Tiger Woods watches his drive on the 11th hole during the first round of the… (Derek Gee / Associated Press )
ROCHESTER, N.Y. — At least Tiger Woods' defiance is in major championship form.
"I'm still right there," Woods said after shooting a one-over 71 Thursday to trail Adam Scott and Jim Furyk by six strokes after first-round play in the PGA Championship at Oak Hill.
Woods carded two birdies in his first six holes but played the final 12 in three over.

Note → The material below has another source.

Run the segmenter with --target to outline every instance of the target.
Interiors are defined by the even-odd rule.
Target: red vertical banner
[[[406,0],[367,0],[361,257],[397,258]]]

That included a bogey on the par-five fourth, Thursday's easiest hole, and a double-bogey six on the ninth, his final hole.
"Overall, I played really well," Woods said. "I just hit a bad iron shot there at No. 4 and didn't get up and down.
"At No. 9, I was completely blocked out and tried to shape one over there and drew no lie at all on the third shot. I was just trying to play 20 feet long and putt back for a bogey. I didn't even get over the bunker. I didn't have much there, then hit a beautiful putt that lipped out."
Woods missed a makable downhill birdie putt on the par-four second and said he would've taken more time to read the green if he and playing partners Davis Love III and Keegan Bradley hadn't been placed on the clock for slow play.
"We have a lot of people following us and a lot of cameras going off and movement inside the galleries," Woods said. "We're accustomed to it."
Friday marks the 25th anniversary of the Edmonton Oilers' stunning trade of Wayne Gretzky to the Kings. Conveniently, journeyman David Hearn, who grew up in Gretzky's hometown of Brantford, Canada, shot a 66 to earn media attention.
"It was certainly one of those events as a Canadian that nobody will forget," said Hearn, who was 9 at the time.
Hearn has met Gretzky several times, including at a Web.com Tour event the avid golfer Gretzky used to host.
"Wayne has been such a great inspiration for everybody in Canada, let alone Brantford," Hearn said. "He's incredibly humble for a guy that's been as successful as he has."
Up and down
Bradley, the 2011 PGA champion, hit just five of 14 fairways and 10 of 18 greens in regulation. But eight one-putts helped him finish with a one-under 69 despite three bogeys.
"I just didn't feel that comfortable over the ball, but I'm very proud of my score," Bradley said. "I hung in there. This is a tough course. I made some good pars coming down the end."
On the contrary, Matt Kuchar proved the picture of consistency and sits at three-under 67. Starting on the back nine, Kuchar, who has two victories this year, ground out eight straight pars to open his round, then birdied Nos. 18, 2 and 5 for a bogey-free round. He hit 11 of 14 fairways.
Bo Van Pelt withdrew because of a hip injury after shooting a 10-over 80. ... The $8-million purse will deliver $1,445,000 to the champion, $865,000 to the runner-up, $15,000 to 70th place and $2,500 to those who don't make the cut.